Et, pour notre page d’Évangile, que retenons-nous, l’épisode du fouet que le Christ confectionne avec les cordes ? Oui, cela frappe l’imagination, mais quel est le message du Christ, l’avons-nous oublié ? Le Temple est « la maison de mon Père » nous rappelle ce dernier. Au vu de la situation concrète au temps du Christ, nos sens auraient vraiment eu de quoi être déboussolés : un brouhaha indescriptible, un souk pas possible, une odeur nauséabonde alors que c’est le lieu de la présence de Dieu. Tout le monde n’est pas maitre d’oraison et il y a mille et une manière de prier mais il faut tout de même un minimum requis, ici les conditions ne semblent pas remplies.

Dieu nous donne ses 10 paroles, Dieu vient résider parmi nous et nous, comment y répondons-nous ? Comment nous sentons-nous concernés ? Sommes-nous des spectateurs comme au cinéma, c’est beau, c’est grand, on en a plein les yeux et cela vient remplir notre banque d’images ou bien sommes-nous des acteurs qui entrons dans la relation que Dieu vient nouer avec notre humanité ? Il y a plusieurs manières de vivre sa vie soit en regardant le fleuve, le courant passer, ou bien en entrant dans le courant sans bien savoir d’avance où cela nous mènera. Sommes-nous donc prêts à nous laisser transformer, visiter par Dieu ou bien resterons-nous sur la berge immobile ?

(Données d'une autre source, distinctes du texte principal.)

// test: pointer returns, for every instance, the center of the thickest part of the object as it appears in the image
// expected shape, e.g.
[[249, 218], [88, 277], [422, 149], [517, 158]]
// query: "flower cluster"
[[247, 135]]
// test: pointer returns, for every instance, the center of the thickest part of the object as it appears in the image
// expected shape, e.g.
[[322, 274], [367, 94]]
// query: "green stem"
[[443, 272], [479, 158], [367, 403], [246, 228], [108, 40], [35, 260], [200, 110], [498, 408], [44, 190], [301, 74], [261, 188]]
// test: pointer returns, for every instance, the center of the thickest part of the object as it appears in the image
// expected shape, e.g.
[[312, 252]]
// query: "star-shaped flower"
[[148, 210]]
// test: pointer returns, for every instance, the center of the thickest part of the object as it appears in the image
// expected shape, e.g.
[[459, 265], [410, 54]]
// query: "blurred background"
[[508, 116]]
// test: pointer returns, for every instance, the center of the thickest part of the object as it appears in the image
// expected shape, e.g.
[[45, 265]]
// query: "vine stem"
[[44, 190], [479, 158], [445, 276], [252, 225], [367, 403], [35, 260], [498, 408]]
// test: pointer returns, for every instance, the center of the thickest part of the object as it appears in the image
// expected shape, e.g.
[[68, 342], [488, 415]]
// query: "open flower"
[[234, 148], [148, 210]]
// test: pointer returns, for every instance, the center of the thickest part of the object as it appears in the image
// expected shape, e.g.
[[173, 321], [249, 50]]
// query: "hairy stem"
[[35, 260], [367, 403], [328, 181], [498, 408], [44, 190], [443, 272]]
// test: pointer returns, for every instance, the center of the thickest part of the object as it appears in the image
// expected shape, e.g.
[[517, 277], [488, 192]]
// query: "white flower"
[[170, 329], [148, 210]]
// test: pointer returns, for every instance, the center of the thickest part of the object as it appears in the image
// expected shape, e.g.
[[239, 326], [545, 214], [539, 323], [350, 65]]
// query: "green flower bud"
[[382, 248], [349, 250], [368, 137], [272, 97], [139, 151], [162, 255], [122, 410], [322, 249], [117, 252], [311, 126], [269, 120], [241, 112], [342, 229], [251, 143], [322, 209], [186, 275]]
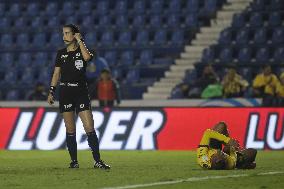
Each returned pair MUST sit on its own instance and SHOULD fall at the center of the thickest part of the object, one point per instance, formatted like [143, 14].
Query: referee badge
[79, 64]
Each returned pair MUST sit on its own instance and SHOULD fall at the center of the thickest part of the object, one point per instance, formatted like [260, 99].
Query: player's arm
[53, 84]
[210, 134]
[87, 55]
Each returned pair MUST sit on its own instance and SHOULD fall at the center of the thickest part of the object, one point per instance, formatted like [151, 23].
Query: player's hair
[74, 28]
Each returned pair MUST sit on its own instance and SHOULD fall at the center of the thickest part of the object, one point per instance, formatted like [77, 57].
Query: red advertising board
[142, 128]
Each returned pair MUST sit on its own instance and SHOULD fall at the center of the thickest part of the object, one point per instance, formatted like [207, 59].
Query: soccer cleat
[74, 164]
[101, 165]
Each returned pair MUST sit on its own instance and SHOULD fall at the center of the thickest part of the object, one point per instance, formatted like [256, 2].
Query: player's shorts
[73, 97]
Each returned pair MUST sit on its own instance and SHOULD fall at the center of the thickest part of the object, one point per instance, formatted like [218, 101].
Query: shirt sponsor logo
[79, 64]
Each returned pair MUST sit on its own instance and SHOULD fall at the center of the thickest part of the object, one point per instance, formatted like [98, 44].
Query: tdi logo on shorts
[79, 64]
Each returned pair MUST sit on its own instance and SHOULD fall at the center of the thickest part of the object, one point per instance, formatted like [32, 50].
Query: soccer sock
[94, 145]
[72, 145]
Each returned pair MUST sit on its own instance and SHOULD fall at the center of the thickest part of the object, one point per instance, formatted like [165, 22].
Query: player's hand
[234, 143]
[78, 36]
[50, 99]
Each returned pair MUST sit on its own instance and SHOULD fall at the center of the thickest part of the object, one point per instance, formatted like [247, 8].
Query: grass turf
[48, 169]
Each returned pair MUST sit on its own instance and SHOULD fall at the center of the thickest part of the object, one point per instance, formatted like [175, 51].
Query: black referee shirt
[72, 64]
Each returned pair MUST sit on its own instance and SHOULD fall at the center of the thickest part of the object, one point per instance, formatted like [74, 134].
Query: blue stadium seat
[67, 8]
[146, 57]
[191, 21]
[192, 6]
[24, 60]
[133, 75]
[156, 21]
[242, 37]
[121, 7]
[38, 40]
[245, 55]
[174, 6]
[124, 38]
[15, 10]
[91, 39]
[173, 21]
[260, 36]
[102, 7]
[139, 7]
[37, 22]
[225, 37]
[22, 40]
[51, 9]
[85, 8]
[116, 73]
[238, 20]
[7, 60]
[20, 23]
[107, 38]
[160, 37]
[88, 21]
[226, 55]
[104, 21]
[5, 22]
[278, 55]
[177, 37]
[256, 20]
[111, 57]
[156, 6]
[208, 55]
[209, 8]
[258, 5]
[32, 9]
[12, 95]
[53, 22]
[276, 5]
[121, 21]
[262, 55]
[278, 36]
[138, 21]
[274, 19]
[142, 38]
[127, 58]
[6, 41]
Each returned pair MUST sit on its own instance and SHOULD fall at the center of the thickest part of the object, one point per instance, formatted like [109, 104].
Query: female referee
[70, 67]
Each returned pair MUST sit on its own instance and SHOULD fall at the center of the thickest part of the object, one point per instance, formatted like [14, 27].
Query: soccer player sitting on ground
[211, 156]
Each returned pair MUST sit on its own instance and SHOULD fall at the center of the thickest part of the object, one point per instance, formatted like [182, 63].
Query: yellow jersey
[204, 153]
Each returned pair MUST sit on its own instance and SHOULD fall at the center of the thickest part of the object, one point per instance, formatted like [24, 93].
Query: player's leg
[246, 159]
[88, 123]
[220, 127]
[69, 121]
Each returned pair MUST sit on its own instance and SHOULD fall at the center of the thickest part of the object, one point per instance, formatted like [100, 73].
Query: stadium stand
[254, 38]
[140, 39]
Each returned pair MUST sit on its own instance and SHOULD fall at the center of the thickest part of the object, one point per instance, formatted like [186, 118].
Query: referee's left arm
[87, 55]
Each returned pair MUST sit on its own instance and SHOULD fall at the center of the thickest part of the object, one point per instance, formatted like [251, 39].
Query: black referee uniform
[73, 90]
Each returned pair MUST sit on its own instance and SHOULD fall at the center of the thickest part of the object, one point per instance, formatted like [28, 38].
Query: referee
[70, 67]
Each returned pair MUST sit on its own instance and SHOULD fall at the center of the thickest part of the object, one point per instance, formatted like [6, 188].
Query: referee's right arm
[53, 84]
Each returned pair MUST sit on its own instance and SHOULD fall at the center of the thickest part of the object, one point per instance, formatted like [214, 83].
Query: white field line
[192, 179]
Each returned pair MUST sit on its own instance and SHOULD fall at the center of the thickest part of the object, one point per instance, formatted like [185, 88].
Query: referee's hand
[50, 99]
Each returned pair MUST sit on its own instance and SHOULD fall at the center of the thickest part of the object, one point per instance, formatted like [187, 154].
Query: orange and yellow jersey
[204, 153]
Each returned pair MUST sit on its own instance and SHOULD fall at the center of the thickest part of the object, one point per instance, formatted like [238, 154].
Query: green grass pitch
[48, 169]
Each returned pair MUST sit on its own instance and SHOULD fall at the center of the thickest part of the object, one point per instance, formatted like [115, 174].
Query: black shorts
[73, 97]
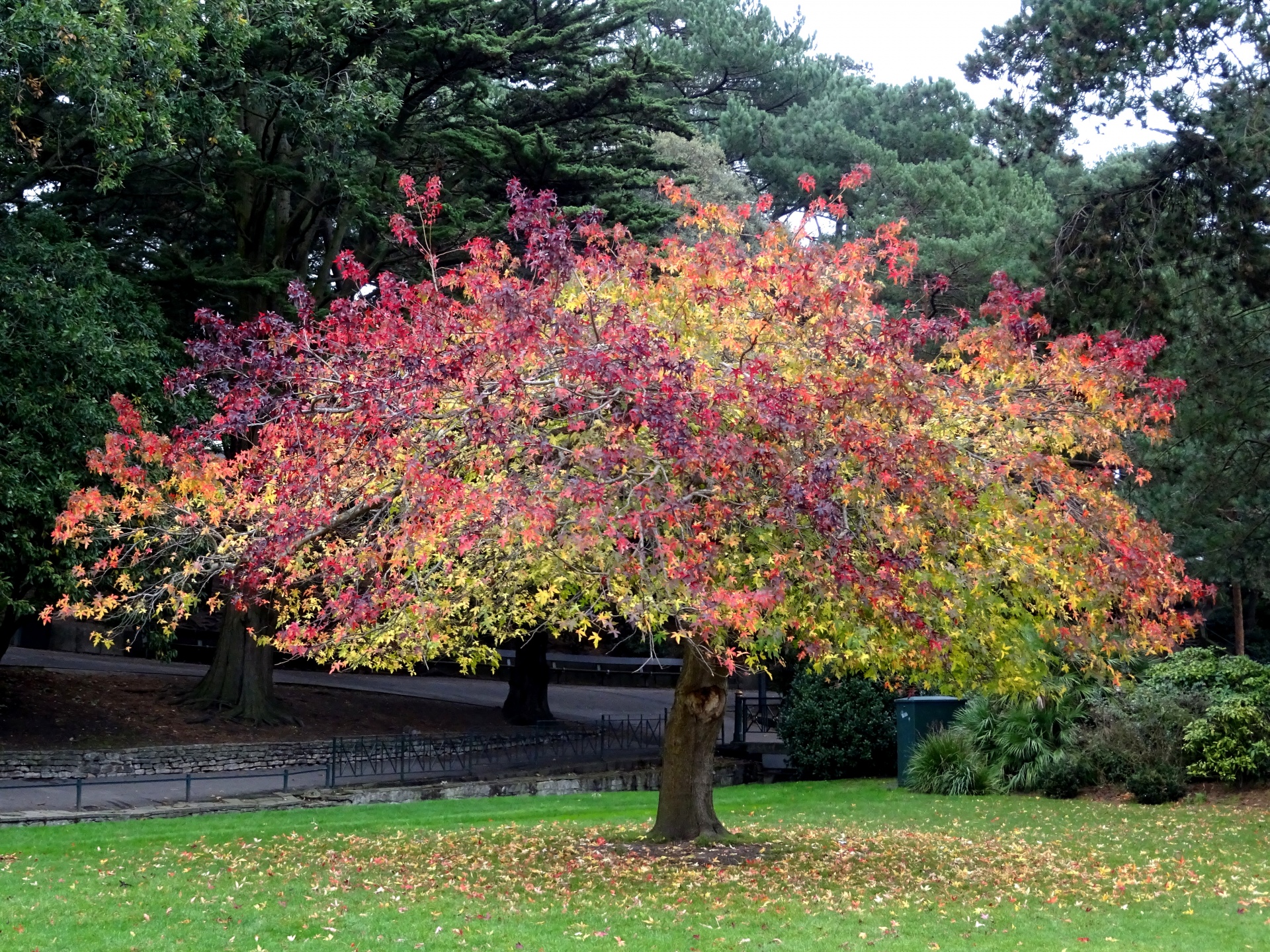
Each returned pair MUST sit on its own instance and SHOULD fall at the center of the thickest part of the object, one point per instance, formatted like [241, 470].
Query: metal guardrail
[412, 757]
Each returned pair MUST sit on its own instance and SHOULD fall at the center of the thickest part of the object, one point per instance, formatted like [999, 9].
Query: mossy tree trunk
[240, 681]
[1238, 604]
[527, 682]
[685, 804]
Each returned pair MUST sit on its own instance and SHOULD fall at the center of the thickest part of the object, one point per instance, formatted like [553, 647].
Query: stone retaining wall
[727, 775]
[140, 762]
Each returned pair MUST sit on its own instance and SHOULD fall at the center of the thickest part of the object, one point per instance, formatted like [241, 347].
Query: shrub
[1020, 740]
[839, 729]
[1062, 778]
[1138, 729]
[1158, 785]
[1231, 742]
[948, 762]
[1208, 672]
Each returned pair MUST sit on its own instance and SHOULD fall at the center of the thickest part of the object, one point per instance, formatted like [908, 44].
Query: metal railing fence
[411, 757]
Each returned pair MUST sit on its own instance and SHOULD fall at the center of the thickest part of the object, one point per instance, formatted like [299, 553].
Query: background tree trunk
[527, 683]
[1238, 604]
[240, 681]
[9, 625]
[685, 804]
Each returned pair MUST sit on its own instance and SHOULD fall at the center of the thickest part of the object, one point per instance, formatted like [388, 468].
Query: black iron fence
[405, 756]
[760, 715]
[402, 757]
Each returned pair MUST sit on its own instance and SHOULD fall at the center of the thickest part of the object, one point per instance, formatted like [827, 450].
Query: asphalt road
[570, 702]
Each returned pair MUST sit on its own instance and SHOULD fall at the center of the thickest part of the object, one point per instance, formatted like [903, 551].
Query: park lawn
[845, 865]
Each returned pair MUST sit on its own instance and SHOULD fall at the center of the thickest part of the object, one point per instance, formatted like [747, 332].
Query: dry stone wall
[144, 762]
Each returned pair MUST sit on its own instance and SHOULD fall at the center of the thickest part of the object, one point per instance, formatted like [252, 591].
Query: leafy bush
[1231, 742]
[837, 729]
[1062, 778]
[948, 762]
[1158, 785]
[1144, 728]
[1205, 670]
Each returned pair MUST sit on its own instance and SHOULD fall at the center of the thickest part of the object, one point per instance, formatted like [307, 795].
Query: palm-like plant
[1020, 739]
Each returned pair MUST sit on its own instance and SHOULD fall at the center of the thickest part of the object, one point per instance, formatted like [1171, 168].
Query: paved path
[570, 702]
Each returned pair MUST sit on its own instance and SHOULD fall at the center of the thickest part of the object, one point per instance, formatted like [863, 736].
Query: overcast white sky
[927, 38]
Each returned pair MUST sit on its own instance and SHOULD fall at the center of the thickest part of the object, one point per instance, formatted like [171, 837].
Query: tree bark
[527, 683]
[685, 803]
[1238, 603]
[9, 625]
[240, 681]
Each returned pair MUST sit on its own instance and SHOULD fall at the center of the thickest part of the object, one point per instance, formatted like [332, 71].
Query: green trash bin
[915, 719]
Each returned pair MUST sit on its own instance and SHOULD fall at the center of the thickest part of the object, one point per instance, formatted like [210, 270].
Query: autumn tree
[726, 444]
[1169, 239]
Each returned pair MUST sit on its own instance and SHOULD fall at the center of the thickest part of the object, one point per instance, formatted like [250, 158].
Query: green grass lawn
[847, 865]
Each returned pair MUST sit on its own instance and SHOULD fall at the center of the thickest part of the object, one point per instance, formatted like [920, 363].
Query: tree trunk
[9, 625]
[527, 683]
[685, 803]
[1238, 602]
[240, 681]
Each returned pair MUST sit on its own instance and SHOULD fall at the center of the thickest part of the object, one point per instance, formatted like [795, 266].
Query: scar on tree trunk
[240, 681]
[527, 683]
[685, 803]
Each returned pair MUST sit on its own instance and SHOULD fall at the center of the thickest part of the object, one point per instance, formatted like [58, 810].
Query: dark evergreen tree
[1170, 239]
[222, 149]
[71, 335]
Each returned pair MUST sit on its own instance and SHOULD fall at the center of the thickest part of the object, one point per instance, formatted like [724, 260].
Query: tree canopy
[73, 335]
[1170, 239]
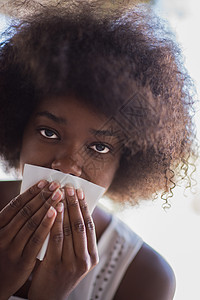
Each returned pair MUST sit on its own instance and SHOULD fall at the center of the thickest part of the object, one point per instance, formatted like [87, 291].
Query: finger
[34, 221]
[77, 224]
[54, 250]
[90, 227]
[68, 254]
[37, 239]
[16, 204]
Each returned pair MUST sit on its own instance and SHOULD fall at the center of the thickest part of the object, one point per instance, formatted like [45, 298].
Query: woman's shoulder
[149, 276]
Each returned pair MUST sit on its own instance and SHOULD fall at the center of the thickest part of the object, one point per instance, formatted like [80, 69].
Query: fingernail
[56, 195]
[70, 191]
[80, 193]
[51, 212]
[59, 207]
[53, 186]
[42, 184]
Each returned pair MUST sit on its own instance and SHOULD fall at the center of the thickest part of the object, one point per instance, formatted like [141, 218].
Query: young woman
[101, 97]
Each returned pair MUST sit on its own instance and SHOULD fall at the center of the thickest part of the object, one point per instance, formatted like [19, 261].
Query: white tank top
[117, 248]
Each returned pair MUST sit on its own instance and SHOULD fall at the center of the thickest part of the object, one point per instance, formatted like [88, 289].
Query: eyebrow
[60, 120]
[104, 133]
[52, 117]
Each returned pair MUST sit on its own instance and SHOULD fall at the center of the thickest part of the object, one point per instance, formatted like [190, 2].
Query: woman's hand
[24, 224]
[72, 250]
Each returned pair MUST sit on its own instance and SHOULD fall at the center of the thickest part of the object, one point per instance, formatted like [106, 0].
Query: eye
[48, 133]
[100, 148]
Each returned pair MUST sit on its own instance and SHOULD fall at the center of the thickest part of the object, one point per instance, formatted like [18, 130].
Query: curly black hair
[125, 65]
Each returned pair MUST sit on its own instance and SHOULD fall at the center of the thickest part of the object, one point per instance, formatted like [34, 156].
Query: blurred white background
[175, 233]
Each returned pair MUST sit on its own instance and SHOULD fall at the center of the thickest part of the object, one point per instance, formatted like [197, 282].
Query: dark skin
[70, 137]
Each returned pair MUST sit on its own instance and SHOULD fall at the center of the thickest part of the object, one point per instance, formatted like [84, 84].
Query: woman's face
[68, 136]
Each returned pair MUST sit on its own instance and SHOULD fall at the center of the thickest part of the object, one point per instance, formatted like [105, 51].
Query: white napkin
[32, 174]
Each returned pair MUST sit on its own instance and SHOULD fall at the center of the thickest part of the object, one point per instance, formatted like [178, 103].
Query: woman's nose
[68, 165]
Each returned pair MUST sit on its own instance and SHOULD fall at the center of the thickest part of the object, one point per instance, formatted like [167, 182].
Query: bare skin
[64, 135]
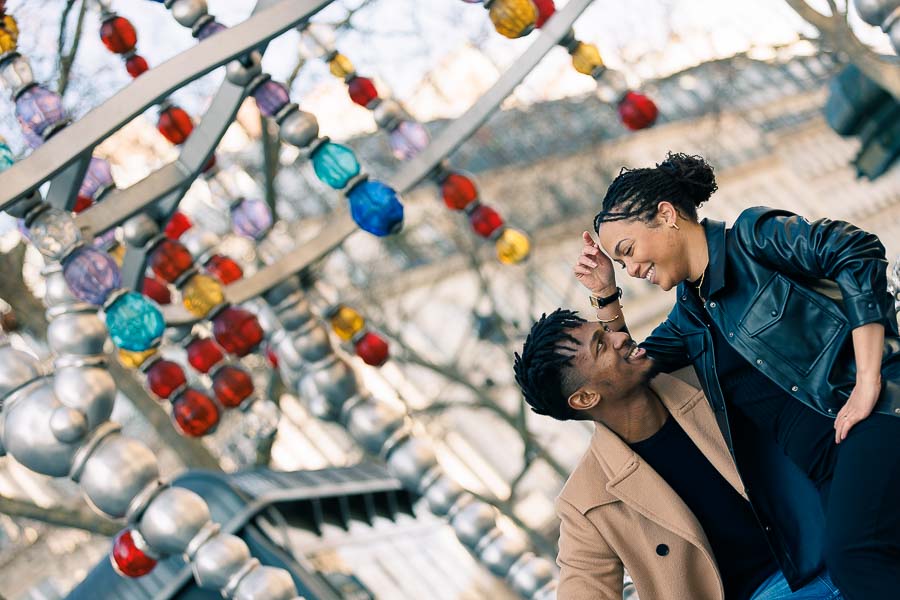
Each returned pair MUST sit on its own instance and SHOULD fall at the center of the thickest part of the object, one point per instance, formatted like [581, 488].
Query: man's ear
[584, 399]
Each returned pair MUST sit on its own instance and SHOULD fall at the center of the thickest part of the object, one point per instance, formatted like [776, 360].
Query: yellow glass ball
[201, 294]
[340, 66]
[132, 360]
[346, 323]
[513, 246]
[586, 58]
[513, 18]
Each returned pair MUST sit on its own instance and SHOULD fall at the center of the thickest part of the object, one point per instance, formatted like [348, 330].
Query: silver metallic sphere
[16, 74]
[27, 434]
[299, 128]
[474, 521]
[80, 332]
[411, 461]
[278, 293]
[218, 559]
[57, 290]
[243, 70]
[68, 424]
[172, 520]
[199, 242]
[443, 494]
[140, 229]
[500, 550]
[116, 471]
[327, 386]
[874, 12]
[530, 573]
[16, 368]
[312, 342]
[89, 389]
[19, 208]
[266, 583]
[388, 114]
[186, 12]
[372, 422]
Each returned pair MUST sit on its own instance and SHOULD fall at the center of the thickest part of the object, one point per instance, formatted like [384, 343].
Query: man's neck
[636, 417]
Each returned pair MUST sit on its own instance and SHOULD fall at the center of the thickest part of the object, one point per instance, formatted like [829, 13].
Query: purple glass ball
[271, 97]
[98, 176]
[37, 109]
[251, 218]
[408, 139]
[91, 274]
[209, 29]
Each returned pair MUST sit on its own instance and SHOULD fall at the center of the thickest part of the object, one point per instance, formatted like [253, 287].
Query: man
[657, 493]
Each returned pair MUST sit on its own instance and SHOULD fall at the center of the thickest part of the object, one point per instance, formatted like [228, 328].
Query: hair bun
[693, 174]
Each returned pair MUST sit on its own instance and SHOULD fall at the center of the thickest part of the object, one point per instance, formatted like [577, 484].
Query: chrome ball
[218, 560]
[411, 461]
[172, 520]
[474, 521]
[186, 12]
[68, 424]
[371, 423]
[27, 434]
[500, 550]
[530, 573]
[80, 332]
[299, 128]
[442, 495]
[242, 71]
[16, 369]
[266, 583]
[89, 389]
[139, 229]
[116, 471]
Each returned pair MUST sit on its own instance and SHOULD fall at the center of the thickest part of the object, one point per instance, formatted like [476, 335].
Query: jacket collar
[715, 241]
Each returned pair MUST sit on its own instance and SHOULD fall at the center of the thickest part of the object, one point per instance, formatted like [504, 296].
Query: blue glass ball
[91, 274]
[134, 322]
[375, 207]
[335, 164]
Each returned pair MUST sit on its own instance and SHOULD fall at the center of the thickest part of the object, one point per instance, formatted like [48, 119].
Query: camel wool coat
[616, 512]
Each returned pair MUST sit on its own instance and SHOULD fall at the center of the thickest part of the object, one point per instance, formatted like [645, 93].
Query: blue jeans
[776, 588]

Ces textes de la liturgie de ce dimanche sont donc une invitation à laisser un peu tout ce qui nous encombre, tous nos objets que Jésus vient de culbuter sur la table des changeurs, de mettre à terre, tout ce que j’appellerai nos gris-gris qui viennent comme entraver la relation à Dieu, mettre une distance voire une barrière sans que nous n’en ayons toujours conscience. Tout cela vient altérer notre relation avec Dieu, lui fait perdre sa saveur et sa vigueur, alors en ce cas, oui la vie avec Dieu devient fade, sans consistance et nous nous éloignons peu à peu de lui.

Le Carême est une invitation profonde à revenir à la source, à retrouver l’essentiel, à ôter nos armures, nos protections pour nous laisser toucher par Dieu, par le pauvre qui nous attend au coin du chemin, qui frappe à notre porte. Faisons bien la différence dans nos vies entre ce qui est urgent (et qui peut attendre encore un peu) et ce qui est important, qui est structurant pour que notre vie prenne sens.

Pour le mot de la fin, je cède volontiers la parole au pape François, qui à plus de 84 ans, a osé quitter son pays pour partir en voyage jusqu’en Irak, le pays du père des croyants : Abraham. Dans l’une de ses interventions, il implore les chrétiens d’Irak à ne pas se laisser contaminer par le « virus du découragement ». Amen.